乃亜には紅茶を、梶にはコーヒーを出してあたしはソファに落ち着いた。


「順を追って説明する」


そう言い置いて、あたしは今まで靴箱に入っていた手紙の束と、ストーカーの野郎から送信されたメールを見せた。


二人は手紙とメールを見て、目を開く。


梶は、


「これってストーカーじゃね!?」と怒っているような、驚いているような複雑な声を上げていきりたった。

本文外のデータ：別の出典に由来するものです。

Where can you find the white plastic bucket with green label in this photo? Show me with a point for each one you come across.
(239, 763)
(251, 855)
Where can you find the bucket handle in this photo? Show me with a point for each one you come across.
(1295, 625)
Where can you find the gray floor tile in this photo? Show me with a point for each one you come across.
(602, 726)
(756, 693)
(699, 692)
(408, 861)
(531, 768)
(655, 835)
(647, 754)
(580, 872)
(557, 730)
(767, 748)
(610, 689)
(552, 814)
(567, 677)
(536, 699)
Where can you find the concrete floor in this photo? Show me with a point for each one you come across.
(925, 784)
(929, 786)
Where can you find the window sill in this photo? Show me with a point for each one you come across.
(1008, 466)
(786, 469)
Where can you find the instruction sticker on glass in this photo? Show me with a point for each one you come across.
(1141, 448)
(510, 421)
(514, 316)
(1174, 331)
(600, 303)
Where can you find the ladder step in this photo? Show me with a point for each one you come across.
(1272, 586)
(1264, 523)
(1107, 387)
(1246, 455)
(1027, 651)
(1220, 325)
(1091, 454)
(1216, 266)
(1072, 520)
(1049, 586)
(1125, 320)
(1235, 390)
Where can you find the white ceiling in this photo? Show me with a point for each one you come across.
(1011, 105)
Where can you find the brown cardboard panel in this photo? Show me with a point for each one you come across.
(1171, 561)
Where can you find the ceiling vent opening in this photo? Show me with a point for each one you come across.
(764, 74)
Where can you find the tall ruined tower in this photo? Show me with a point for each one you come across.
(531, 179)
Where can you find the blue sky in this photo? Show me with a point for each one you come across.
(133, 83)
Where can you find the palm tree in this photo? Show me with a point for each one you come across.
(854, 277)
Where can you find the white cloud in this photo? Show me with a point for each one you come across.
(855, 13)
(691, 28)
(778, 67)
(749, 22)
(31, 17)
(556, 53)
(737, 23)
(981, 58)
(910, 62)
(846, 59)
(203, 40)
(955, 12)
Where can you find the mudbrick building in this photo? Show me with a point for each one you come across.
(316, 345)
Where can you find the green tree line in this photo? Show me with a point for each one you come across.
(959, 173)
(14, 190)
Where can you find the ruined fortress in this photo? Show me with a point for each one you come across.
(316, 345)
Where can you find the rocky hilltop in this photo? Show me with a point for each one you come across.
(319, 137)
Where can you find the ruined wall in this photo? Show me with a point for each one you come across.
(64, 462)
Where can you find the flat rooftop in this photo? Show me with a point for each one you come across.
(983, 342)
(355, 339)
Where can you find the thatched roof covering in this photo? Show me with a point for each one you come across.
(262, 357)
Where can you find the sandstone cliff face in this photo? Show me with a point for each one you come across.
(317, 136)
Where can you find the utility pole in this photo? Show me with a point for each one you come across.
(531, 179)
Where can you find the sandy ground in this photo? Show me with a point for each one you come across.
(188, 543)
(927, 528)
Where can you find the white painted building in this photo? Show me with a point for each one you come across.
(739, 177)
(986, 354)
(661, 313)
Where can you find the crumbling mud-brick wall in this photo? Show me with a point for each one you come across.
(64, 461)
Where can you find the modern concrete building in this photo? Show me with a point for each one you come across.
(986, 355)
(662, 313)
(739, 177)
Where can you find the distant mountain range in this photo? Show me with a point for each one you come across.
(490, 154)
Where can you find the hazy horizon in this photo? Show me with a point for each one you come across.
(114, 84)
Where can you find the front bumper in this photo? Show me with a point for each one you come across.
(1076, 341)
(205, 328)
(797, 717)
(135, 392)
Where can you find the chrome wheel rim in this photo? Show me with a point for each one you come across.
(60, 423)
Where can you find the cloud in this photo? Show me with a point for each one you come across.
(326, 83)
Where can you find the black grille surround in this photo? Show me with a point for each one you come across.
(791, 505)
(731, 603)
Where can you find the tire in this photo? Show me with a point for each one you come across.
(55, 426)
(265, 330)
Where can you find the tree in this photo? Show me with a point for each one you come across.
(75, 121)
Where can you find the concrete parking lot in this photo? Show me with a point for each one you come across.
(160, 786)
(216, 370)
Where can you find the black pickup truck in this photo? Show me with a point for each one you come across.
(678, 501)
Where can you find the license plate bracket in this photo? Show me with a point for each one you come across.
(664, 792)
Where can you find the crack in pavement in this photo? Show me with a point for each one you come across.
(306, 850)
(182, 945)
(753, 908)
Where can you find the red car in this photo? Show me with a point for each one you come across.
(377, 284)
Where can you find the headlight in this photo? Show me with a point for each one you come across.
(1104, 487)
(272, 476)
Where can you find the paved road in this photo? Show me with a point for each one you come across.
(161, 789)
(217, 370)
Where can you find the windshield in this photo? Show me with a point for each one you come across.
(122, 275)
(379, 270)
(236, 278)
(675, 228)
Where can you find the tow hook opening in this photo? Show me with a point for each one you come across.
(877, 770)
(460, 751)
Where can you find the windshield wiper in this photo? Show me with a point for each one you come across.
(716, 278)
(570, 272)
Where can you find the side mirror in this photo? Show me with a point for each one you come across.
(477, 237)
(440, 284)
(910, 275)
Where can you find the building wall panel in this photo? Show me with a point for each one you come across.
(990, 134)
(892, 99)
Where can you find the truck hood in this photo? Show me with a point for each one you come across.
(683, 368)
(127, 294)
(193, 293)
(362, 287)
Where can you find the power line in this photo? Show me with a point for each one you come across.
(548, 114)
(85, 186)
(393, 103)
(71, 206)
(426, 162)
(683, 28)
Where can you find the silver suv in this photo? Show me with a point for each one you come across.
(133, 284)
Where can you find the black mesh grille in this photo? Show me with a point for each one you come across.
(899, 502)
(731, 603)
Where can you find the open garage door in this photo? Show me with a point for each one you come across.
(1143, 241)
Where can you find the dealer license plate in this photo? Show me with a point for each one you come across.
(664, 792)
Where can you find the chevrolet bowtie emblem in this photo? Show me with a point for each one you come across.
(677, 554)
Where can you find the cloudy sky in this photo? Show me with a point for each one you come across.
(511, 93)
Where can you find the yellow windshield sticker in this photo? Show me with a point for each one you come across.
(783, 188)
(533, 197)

一方の乃亜は最初こそ驚いたものの、手紙を見ながら目を細めている。


「乃亜に聞きたいんだけど、あたしがストーカーに遭ったのってこれがはじめてじゃないよね?あたしは忘れちゃってるけど、前にも遭ったよね?」


あたしの質問に乃亜は唇を結び、真正面からあたしを見据えてきた。


「答えて」あたしが手紙の束を指で叩くと、乃亜は逡巡するように視線を泳がせた。


「大事なことなんだよ。今回の犯人はそいつかもしれない」


「忘れてるって……記憶から抜け落ちてるってこと?」梶が心配そうに眉を寄せている。


あたしは無言で梶を見据えた。


「それって記憶喪失ってやつか!?」


「分からない。記憶が欠落する原因には頭を強く打ったりする直接的な要因と、精神的なショックを受けたダメージくるから来る間接的な要因がある」


あたしはどっちなの?


乃亜にそう目で訴えると、乃亜は眉を寄せてあたしから顔を逸らした。


「乃亜、大切なことなの。今回の犯人がそいつだったら、あたしが失った記憶を取り戻さないとそいつと戦うこともできない」


「闘うって…。まずは警察だろ!?ストーカーなんて精神的に異常なんだよ!こんなヤツが鬼頭の周りをうろうろしてて、お前に何かあったらどうするんだよ!」梶がテーブルを叩いて怒鳴り声を上げた。






「無駄だよ。警察は何もしてくれない。


正確に言うと何もしてくれなかった―――2年前も……」






乃亜が何か決心を固めたかのようにゆっくりと顔を上げた。